Ex-Jay Hudson closes out thrilling Wild Card win for Nationals
October 2, 2019
By Lukas Weese
Canadian Baseball Network
Daniel Hudson was the epilogue.
He recorded the final three outs in the Washington Nationals’ thrilling 4-3 win over the Milwaukee Brewers in the National League Wild Card game on Tuesday night.
Nationals fans hope that the outcome of this game is a step towards exorcising their club’s postseason demons. The franchise has not won a post-season series since relocating to Washington in 2005.
For Hudson, his ninth-inning shutdown performance was an unforgettable October moment.
The former Toronto Blue Jays right-hander did not think the moment to close and secure victory would come so soon. After all, the Nationals were down 3-1 to the Brewers and had only registered three hits the entire game heading into the eighth inning. With Brewers star relief pitcher Josh Hader coming onto the mound, the game’s outcome appeared to be a foregone conclusion.

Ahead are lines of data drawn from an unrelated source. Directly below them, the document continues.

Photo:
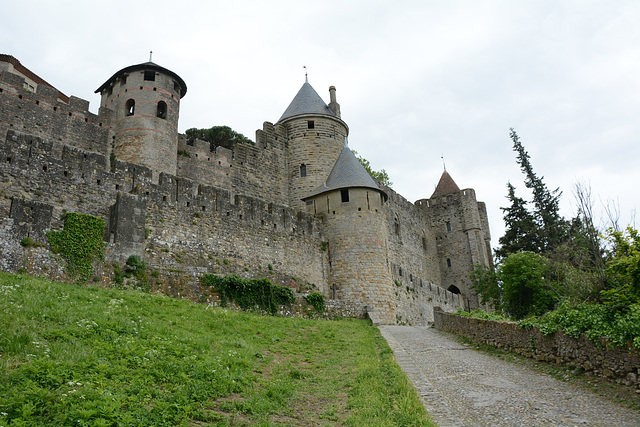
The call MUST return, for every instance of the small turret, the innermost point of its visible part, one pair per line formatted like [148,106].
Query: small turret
[145,99]
[333,105]
[351,205]
[315,136]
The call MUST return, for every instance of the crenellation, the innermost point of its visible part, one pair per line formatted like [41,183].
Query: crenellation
[78,104]
[188,210]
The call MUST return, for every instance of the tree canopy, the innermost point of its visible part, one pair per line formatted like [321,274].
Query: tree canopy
[217,136]
[541,229]
[380,175]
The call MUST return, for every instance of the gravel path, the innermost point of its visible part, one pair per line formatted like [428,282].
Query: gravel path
[460,386]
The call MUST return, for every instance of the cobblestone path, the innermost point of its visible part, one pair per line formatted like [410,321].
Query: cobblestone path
[464,387]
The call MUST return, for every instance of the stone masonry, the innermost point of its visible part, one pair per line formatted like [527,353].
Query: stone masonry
[257,211]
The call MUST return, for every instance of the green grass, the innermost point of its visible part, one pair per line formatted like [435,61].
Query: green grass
[83,356]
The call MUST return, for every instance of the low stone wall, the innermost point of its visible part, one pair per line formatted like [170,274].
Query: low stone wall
[619,364]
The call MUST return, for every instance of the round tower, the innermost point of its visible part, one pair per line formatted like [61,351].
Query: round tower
[145,100]
[351,203]
[315,134]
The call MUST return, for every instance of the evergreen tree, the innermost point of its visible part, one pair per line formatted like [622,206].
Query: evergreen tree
[550,228]
[520,233]
[217,136]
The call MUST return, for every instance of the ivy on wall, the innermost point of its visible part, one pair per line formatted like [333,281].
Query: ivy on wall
[80,243]
[249,293]
[316,300]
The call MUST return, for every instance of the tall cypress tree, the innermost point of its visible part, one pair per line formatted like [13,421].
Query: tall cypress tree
[520,233]
[551,227]
[539,230]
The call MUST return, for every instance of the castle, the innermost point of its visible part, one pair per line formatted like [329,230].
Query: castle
[297,206]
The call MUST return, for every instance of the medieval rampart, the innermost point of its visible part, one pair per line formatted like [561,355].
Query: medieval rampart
[225,211]
[622,364]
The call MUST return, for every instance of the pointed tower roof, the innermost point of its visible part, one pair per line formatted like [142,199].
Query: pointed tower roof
[445,186]
[306,102]
[347,172]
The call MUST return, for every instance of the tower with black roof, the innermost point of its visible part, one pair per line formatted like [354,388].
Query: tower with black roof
[145,103]
[461,229]
[315,136]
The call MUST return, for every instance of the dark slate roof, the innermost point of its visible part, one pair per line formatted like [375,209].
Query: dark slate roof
[445,186]
[145,66]
[348,172]
[307,101]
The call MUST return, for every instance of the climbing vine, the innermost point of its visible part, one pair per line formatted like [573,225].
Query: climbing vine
[249,293]
[316,300]
[80,243]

But the MLB Postseason often provides a venue for the unimaginable to happen.
With the bases loaded and two outs, Nationals left fielder Juan Soto lined a single to right field, where Brewers rookie Trent Grisham made a costly error that would bring in three runs to give the Nationals the 4-3 lead. Grisham was filling in for injured 2018 NL MVP Christian Yelich.
The clutch hit by Soto, who had a .949 OPS this past season with 34 home runs and 110 RBIs at age 20, will ensure that his name is etched in Nationals history.
While Nationals Park was in full-on hysteria, one task was left to complete: to protect the lead for three more outs, which would send the Nationals to the NLDS. No better pitcher than Hudson to exemplify calmness amidst the intense postseason pressure.
A strike-out, a foul out to Nationals catcher Kurt Suzuki and a fly out to centre field was all the 32-year-old pitcher needed to give the Nationals the victory.
“I really didn’t have time to think. I was warming up the whole inning,” Hudson told reporters after the game. “I just went in there and tried to get three outs.”
Hudson has never backed down from adversity. A fifth-round pick by the Chicago White Sox in the 2008 MLB Draft, he was touted as a value pitcher with a solid four-seam fastball, as well as an ability to throw the sinker and slider. His 7-1 record with a 1.69 ERA with the Arizona Diamondbacks in 2010 demonstrated the talent and upside potential the Lynchburg, Va., native possessed at a young age.
But disaster struck in the form of two consecutive Tommy John surgeries that would knock Hudson out for the majority of the 2012 and 2013 seasons.
But the fighting spirit of Hudson could not be contained. Even after a 2-7 record with a 4.38 ERA playing for the Pittsburgh Pirates in 2016, Hudson never lost faith in getting back to his top form.
After being let go by the Los Angeles Dodgers in 2018, Hudson signed a one-year deal with the Blue Jays this past spring. It was in Toronto where the Hudson of the past re-emerged. His command returned and he served as respected and approachable leader for the Blue Jays young players.
“He is a professional, he will take the ball every day,” Blue Jays manager Charlie Montoyo told reporters in late July. “He has been great out of the bullpen. Close games, he will pitch any time.”
Hudson’s 6-3 record with a 3.00 ERA and 1.27 WHIP made him a sought-after pitching asset at the trade deadline. Desperate for bullpen depth come playoff time, the Nationals took a leap of faith in acquiring Hudson from Toronto.
Even in July, Montoyo was aware of the impact Hudson would make on a Nationals team that was trending upward.
“I want Daniel Hudson to stay here. I want to win games,” Montoyo told reporters. “But if it’s better for the player to go to the playoffs and make money, extra money, maybe go to the World Series and get a ring …”
Despite the Nationals revolving around the success of their starting pitching, it was the relief pitchers who pieced together a masterful performance in front of the home fans. After Scherzer gave up three earned runs, former first overall draft pick Stephen Strasburg pitched three scoreless innings generating four strikeouts.
Strasburg’s clutch pitching paved the path for Soto’s heroics, which gave way to Hudson putting the finishing touches on the historic win.
Strasburg shined in relief. Soto lined a clutch single. But it was Hudson who solidified the Nationals’ thrilling Wild Card win on Tuesday night, which represented the beginning of a new chapter for him and his team that will be written in the post-season in the coming days.